Lapsang Souchong tea originated in the Wuyi Mountains in the Fujian province of China, where it is also known as Zhengshan Xiaozhong (正山小种), meaning ‘Proper Mountain Small Varietal’. According to legend, this tea was created by accident during the Qing dynasty, when tea farmers had to hastily dry their leaves over a fire to escape from invading soldiers. The smoke from the fire infused the leaves with a unique flavour that appealed to Dutch traders, who brought the tea to Europe and other parts of the world.
Lapsang Souchong tea is made from the larger and more mature leaves of the Camellia sinensis plant, which have a different chemical composition than the younger leaves used for other teas. The leaves are first withered and oxidized, then twisted and rolled into tight strips. The final step is to dry the leaves over a fire of pinewood or cypress wood, which imparts the characteristic smoky aroma and taste to the tea. The intensity of the smoke can vary depending on the distance and duration of the drying process.

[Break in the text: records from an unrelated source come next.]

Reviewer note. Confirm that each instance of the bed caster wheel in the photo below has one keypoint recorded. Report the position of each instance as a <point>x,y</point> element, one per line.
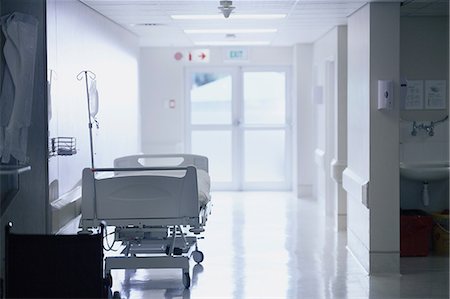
<point>197,256</point>
<point>108,280</point>
<point>186,280</point>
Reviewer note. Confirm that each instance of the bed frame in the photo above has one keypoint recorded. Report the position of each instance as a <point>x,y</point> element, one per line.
<point>155,210</point>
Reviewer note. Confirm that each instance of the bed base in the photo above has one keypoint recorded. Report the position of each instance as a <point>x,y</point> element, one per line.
<point>161,235</point>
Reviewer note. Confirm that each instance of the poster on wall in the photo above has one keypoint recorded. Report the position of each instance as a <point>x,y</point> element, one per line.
<point>414,95</point>
<point>435,94</point>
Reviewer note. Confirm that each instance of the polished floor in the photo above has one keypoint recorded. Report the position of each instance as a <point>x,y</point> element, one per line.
<point>273,245</point>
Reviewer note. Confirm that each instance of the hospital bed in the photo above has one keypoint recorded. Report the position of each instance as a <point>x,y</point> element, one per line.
<point>158,204</point>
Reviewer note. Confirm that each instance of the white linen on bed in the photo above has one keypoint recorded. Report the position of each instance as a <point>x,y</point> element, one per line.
<point>203,180</point>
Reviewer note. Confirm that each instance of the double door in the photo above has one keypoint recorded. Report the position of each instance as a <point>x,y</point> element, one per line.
<point>238,118</point>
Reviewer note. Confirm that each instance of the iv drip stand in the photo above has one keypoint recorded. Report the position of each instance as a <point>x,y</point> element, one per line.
<point>80,76</point>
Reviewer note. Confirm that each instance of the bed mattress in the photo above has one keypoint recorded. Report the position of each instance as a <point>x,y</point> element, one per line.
<point>203,180</point>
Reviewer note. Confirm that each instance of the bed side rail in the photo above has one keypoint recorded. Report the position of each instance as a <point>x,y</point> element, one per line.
<point>180,160</point>
<point>142,198</point>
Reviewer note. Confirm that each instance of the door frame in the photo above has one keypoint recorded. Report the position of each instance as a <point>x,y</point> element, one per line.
<point>237,131</point>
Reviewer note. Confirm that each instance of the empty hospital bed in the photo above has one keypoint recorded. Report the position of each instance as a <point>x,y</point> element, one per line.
<point>158,204</point>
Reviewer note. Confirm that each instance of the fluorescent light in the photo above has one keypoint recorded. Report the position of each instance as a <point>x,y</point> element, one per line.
<point>232,43</point>
<point>225,31</point>
<point>233,16</point>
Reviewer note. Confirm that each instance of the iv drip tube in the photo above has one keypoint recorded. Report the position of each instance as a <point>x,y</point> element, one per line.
<point>80,76</point>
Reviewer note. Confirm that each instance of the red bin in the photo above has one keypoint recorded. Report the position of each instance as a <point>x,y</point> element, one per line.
<point>415,233</point>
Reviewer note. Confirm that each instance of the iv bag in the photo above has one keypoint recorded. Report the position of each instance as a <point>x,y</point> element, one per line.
<point>93,98</point>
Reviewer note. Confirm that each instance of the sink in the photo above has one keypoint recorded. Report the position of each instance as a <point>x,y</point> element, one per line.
<point>425,171</point>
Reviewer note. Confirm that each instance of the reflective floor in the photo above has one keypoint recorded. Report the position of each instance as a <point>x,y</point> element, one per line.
<point>273,245</point>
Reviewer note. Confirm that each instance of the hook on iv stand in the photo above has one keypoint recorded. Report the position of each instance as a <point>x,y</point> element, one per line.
<point>88,74</point>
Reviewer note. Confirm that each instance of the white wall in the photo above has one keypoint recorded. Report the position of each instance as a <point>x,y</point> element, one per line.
<point>162,79</point>
<point>330,123</point>
<point>372,176</point>
<point>424,53</point>
<point>81,39</point>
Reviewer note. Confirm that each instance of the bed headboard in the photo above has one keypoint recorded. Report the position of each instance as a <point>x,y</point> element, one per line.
<point>166,160</point>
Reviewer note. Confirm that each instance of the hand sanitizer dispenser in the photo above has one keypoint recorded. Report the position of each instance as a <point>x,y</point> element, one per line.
<point>385,95</point>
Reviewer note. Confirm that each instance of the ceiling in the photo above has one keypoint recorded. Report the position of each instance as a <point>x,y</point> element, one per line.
<point>305,21</point>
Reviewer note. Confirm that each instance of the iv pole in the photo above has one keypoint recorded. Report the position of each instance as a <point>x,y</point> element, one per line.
<point>80,76</point>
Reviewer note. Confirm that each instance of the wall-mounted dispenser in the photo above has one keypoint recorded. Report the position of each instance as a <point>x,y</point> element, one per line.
<point>385,95</point>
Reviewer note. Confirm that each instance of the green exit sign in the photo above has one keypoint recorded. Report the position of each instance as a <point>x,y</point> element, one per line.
<point>237,54</point>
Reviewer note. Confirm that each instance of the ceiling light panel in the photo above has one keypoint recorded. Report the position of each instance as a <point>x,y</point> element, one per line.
<point>232,43</point>
<point>229,30</point>
<point>232,17</point>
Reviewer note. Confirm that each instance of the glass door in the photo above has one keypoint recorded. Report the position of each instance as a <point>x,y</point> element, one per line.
<point>210,129</point>
<point>238,118</point>
<point>264,129</point>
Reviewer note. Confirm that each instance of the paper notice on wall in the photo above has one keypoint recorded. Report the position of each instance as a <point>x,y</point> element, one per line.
<point>435,94</point>
<point>414,95</point>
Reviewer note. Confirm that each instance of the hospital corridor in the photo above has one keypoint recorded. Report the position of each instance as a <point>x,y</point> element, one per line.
<point>273,149</point>
<point>272,245</point>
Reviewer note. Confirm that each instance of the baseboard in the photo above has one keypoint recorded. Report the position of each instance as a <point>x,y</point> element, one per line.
<point>384,263</point>
<point>358,250</point>
<point>342,222</point>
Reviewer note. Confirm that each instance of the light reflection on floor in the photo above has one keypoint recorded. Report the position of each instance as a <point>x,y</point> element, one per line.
<point>273,245</point>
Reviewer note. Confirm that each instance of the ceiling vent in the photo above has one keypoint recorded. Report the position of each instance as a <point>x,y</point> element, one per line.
<point>149,24</point>
<point>226,8</point>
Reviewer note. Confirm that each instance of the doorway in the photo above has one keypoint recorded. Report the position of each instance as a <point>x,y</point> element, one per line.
<point>239,118</point>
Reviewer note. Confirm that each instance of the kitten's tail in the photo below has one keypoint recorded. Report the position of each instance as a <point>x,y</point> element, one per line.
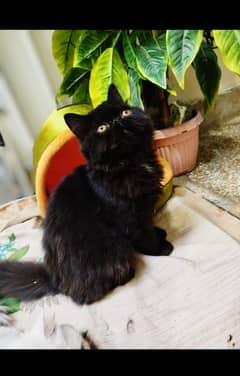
<point>24,280</point>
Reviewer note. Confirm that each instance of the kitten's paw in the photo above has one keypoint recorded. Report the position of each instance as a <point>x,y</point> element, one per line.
<point>166,248</point>
<point>161,234</point>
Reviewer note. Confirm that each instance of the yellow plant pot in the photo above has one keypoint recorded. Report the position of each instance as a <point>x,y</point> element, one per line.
<point>56,153</point>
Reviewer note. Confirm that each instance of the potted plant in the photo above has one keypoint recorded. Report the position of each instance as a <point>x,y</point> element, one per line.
<point>138,62</point>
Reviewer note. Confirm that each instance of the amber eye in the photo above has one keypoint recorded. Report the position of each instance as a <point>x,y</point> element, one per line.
<point>126,113</point>
<point>102,128</point>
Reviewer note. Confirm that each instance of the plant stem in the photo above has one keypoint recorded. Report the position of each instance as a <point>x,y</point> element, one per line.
<point>164,109</point>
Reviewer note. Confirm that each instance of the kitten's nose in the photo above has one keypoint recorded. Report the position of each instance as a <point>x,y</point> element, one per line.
<point>116,121</point>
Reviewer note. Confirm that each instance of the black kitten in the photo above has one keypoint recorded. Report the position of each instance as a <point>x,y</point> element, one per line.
<point>99,215</point>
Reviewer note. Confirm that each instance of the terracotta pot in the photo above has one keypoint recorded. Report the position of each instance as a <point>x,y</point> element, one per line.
<point>179,145</point>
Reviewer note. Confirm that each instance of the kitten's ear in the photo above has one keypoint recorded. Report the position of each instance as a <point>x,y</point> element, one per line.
<point>113,95</point>
<point>78,124</point>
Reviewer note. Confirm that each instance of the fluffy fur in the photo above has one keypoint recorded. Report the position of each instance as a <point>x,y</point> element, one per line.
<point>101,214</point>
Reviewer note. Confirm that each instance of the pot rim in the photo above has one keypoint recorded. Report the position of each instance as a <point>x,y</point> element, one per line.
<point>181,128</point>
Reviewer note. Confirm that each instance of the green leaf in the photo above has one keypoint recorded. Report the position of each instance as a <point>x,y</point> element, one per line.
<point>12,304</point>
<point>152,60</point>
<point>70,82</point>
<point>108,69</point>
<point>19,253</point>
<point>12,237</point>
<point>63,47</point>
<point>208,73</point>
<point>228,42</point>
<point>135,89</point>
<point>81,95</point>
<point>88,44</point>
<point>182,47</point>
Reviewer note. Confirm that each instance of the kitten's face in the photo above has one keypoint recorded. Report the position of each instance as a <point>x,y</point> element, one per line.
<point>113,131</point>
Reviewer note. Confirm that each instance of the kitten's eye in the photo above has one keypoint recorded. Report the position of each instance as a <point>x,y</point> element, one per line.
<point>126,113</point>
<point>102,128</point>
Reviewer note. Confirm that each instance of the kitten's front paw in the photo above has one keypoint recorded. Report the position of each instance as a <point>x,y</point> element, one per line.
<point>166,248</point>
<point>161,234</point>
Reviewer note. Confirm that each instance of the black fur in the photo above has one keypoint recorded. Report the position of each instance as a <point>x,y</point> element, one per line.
<point>101,214</point>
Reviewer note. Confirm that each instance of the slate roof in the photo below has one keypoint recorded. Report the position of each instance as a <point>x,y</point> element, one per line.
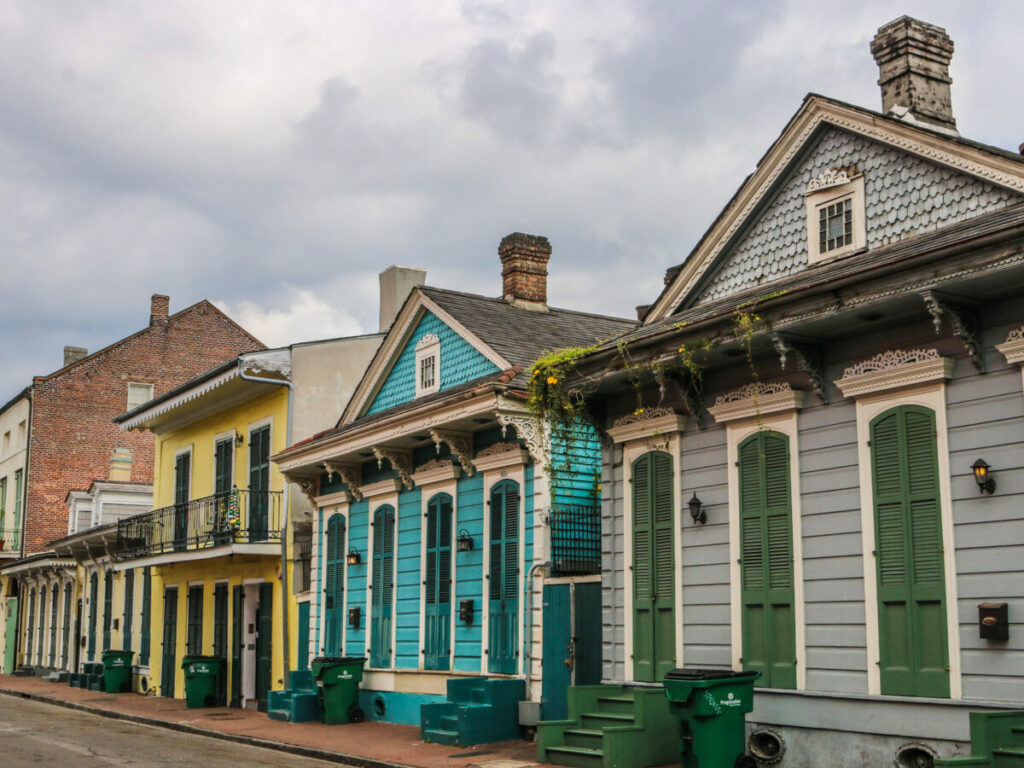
<point>520,336</point>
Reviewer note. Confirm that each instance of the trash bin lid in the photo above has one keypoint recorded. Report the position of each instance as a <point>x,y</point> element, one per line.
<point>693,673</point>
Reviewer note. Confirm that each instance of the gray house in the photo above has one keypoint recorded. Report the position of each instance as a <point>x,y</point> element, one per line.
<point>813,463</point>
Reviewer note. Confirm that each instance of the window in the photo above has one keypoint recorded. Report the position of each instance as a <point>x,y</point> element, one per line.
<point>835,214</point>
<point>138,393</point>
<point>428,358</point>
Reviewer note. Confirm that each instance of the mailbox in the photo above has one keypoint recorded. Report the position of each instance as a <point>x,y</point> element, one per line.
<point>993,622</point>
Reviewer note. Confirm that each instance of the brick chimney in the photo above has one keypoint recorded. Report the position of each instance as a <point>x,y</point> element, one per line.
<point>913,72</point>
<point>524,270</point>
<point>159,307</point>
<point>74,354</point>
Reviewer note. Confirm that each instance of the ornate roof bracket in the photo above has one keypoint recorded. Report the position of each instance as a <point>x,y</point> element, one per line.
<point>963,320</point>
<point>401,461</point>
<point>808,359</point>
<point>349,474</point>
<point>527,428</point>
<point>461,445</point>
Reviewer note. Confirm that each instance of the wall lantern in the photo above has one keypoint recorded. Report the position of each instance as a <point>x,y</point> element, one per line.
<point>981,476</point>
<point>697,512</point>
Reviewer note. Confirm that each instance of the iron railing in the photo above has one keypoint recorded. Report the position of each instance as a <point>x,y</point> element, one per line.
<point>233,517</point>
<point>576,540</point>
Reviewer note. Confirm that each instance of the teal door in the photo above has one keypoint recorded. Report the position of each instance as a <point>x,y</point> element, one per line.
<point>169,667</point>
<point>503,655</point>
<point>259,482</point>
<point>382,588</point>
<point>436,652</point>
<point>334,587</point>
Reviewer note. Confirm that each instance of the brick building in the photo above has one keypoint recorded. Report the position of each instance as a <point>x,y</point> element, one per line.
<point>72,435</point>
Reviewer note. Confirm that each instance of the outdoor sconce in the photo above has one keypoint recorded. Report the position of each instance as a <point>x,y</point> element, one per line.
<point>697,512</point>
<point>981,476</point>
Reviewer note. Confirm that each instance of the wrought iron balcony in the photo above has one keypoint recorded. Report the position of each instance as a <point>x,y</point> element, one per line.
<point>576,540</point>
<point>232,517</point>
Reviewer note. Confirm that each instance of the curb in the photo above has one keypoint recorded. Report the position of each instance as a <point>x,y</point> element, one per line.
<point>353,761</point>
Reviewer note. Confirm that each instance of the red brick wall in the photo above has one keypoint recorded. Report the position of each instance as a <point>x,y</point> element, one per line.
<point>73,434</point>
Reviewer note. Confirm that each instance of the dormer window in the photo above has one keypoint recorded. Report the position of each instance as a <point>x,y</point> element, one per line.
<point>428,365</point>
<point>835,214</point>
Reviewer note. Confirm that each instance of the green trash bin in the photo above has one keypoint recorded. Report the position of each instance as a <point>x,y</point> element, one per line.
<point>117,671</point>
<point>338,685</point>
<point>202,675</point>
<point>711,707</point>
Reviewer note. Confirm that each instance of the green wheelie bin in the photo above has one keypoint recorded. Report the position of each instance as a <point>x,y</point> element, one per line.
<point>711,707</point>
<point>202,676</point>
<point>338,685</point>
<point>117,671</point>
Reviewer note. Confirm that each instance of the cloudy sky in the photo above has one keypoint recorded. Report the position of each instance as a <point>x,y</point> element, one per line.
<point>274,157</point>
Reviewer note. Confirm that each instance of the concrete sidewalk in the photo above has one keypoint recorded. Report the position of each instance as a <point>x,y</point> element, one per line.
<point>372,744</point>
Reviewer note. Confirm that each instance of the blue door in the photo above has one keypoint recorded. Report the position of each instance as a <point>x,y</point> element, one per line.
<point>504,579</point>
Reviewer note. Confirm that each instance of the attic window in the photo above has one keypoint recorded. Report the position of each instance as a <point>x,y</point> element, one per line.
<point>428,365</point>
<point>835,215</point>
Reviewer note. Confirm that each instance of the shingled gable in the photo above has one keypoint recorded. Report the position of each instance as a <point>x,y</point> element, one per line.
<point>816,115</point>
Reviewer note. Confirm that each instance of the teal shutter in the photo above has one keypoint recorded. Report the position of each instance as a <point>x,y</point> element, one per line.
<point>766,559</point>
<point>382,587</point>
<point>653,567</point>
<point>438,600</point>
<point>504,579</point>
<point>913,653</point>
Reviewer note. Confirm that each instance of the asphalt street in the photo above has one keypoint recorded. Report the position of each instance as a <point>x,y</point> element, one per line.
<point>39,734</point>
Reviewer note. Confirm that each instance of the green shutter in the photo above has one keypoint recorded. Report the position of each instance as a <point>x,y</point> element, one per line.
<point>913,653</point>
<point>766,559</point>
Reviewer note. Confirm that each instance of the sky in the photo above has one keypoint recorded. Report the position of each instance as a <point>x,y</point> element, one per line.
<point>274,157</point>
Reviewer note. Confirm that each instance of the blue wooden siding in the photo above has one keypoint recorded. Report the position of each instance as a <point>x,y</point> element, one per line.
<point>358,537</point>
<point>460,363</point>
<point>407,654</point>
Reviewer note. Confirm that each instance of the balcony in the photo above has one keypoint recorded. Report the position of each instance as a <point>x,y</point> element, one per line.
<point>233,517</point>
<point>576,540</point>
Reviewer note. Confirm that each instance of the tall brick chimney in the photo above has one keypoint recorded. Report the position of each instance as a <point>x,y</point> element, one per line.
<point>913,72</point>
<point>524,270</point>
<point>159,307</point>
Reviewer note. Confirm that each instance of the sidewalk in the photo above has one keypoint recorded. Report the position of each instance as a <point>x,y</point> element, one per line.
<point>372,744</point>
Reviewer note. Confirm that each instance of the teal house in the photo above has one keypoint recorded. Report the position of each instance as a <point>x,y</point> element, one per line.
<point>457,546</point>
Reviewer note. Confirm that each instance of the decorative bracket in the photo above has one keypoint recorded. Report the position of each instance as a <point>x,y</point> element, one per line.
<point>461,444</point>
<point>349,474</point>
<point>527,428</point>
<point>964,321</point>
<point>400,460</point>
<point>808,359</point>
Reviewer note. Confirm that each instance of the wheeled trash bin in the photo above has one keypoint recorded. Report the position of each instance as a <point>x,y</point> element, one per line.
<point>338,685</point>
<point>711,707</point>
<point>117,671</point>
<point>202,678</point>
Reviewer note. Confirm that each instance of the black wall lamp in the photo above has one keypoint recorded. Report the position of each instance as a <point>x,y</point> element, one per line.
<point>697,512</point>
<point>983,477</point>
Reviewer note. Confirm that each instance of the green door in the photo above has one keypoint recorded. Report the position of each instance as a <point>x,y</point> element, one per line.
<point>334,587</point>
<point>264,636</point>
<point>438,584</point>
<point>259,482</point>
<point>653,568</point>
<point>913,653</point>
<point>382,587</point>
<point>169,667</point>
<point>769,644</point>
<point>503,654</point>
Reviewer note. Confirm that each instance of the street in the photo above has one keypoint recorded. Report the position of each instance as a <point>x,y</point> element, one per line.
<point>35,734</point>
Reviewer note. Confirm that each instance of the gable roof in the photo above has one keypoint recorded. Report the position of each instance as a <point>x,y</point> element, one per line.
<point>991,164</point>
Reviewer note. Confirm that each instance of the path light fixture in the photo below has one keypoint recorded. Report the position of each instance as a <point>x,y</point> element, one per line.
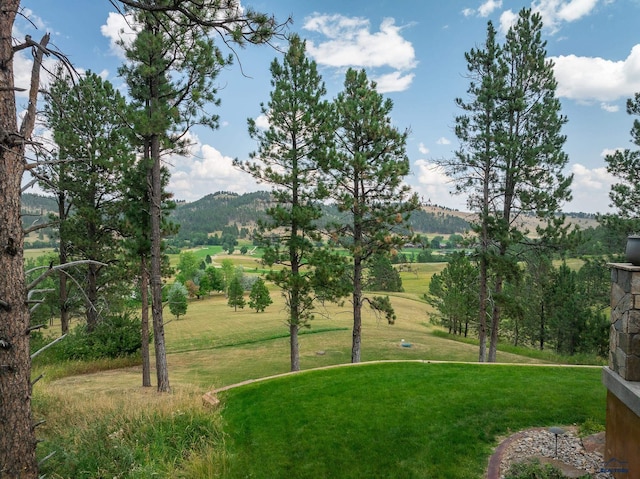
<point>556,431</point>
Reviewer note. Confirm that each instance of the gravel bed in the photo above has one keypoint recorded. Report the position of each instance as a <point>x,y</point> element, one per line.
<point>541,443</point>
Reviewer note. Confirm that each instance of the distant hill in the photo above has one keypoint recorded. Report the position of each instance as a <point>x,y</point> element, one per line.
<point>35,209</point>
<point>216,211</point>
<point>220,210</point>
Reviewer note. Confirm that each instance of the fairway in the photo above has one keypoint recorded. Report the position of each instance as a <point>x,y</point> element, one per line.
<point>213,346</point>
<point>400,420</point>
<point>417,419</point>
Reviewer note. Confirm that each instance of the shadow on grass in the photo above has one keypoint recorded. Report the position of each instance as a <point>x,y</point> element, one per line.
<point>400,420</point>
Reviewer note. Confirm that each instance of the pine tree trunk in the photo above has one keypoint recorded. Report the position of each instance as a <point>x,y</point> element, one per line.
<point>144,297</point>
<point>62,277</point>
<point>295,347</point>
<point>356,337</point>
<point>495,322</point>
<point>162,370</point>
<point>92,297</point>
<point>17,437</point>
<point>482,313</point>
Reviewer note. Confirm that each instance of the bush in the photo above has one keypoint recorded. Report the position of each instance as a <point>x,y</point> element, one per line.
<point>115,336</point>
<point>534,469</point>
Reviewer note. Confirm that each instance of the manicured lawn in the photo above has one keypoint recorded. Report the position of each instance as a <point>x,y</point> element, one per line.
<point>398,420</point>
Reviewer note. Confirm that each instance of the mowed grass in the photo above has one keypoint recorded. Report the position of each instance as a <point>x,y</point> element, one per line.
<point>400,420</point>
<point>404,420</point>
<point>212,345</point>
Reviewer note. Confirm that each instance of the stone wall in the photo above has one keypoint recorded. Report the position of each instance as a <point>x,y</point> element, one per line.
<point>624,340</point>
<point>622,377</point>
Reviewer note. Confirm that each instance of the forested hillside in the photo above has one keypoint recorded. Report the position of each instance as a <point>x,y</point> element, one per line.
<point>216,211</point>
<point>221,210</point>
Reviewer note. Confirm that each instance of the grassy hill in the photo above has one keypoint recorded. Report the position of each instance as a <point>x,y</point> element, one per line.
<point>416,420</point>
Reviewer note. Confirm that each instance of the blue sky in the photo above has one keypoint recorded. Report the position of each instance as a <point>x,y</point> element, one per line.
<point>414,49</point>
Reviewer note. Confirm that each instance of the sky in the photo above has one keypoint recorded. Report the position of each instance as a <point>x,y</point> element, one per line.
<point>414,51</point>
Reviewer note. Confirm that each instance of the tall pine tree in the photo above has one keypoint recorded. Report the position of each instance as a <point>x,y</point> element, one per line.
<point>364,177</point>
<point>287,159</point>
<point>511,159</point>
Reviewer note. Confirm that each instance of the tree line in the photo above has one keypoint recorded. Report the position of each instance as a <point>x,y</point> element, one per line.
<point>106,174</point>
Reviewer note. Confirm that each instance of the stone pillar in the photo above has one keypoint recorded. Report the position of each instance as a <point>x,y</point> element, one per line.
<point>622,377</point>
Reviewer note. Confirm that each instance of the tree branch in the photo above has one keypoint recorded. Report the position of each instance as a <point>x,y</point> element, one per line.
<point>44,348</point>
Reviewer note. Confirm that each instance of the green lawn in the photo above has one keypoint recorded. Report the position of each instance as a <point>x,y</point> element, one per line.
<point>398,420</point>
<point>401,420</point>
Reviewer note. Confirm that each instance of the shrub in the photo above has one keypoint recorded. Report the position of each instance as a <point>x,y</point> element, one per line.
<point>115,336</point>
<point>534,469</point>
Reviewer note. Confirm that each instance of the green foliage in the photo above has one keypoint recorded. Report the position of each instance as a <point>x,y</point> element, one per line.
<point>382,276</point>
<point>363,175</point>
<point>113,337</point>
<point>453,293</point>
<point>382,304</point>
<point>453,419</point>
<point>625,166</point>
<point>235,294</point>
<point>215,279</point>
<point>132,446</point>
<point>511,161</point>
<point>533,469</point>
<point>88,120</point>
<point>188,265</point>
<point>177,298</point>
<point>259,298</point>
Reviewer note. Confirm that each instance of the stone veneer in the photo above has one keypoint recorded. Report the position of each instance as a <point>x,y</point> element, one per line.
<point>622,377</point>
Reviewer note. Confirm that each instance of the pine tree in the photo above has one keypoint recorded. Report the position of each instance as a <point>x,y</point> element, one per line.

Lapsang Souchong tea has a dark brown colour and a full-bodied flavour that can be enjoyed in different ways. You can brew it for 4 to 5 minutes in boiling water or adjust the steeping time according to your preference. You can drink it plain, or add lemon, milk, or sugar if you like. Some people also use Lapsang Souchong tea as an ingredient for soups, stews, sauces or marinades, as it adds a rich and smoky flavour to dishes.
Lapsang Souchong tea is not for everyone, but if you are adventurous and curious, you might find it a fascinating and satisfying tea experience. It is a tea that evokes memories of campfires and whiskey, and it has a complex and intriguing taste that can be enjoyed at any time of the day.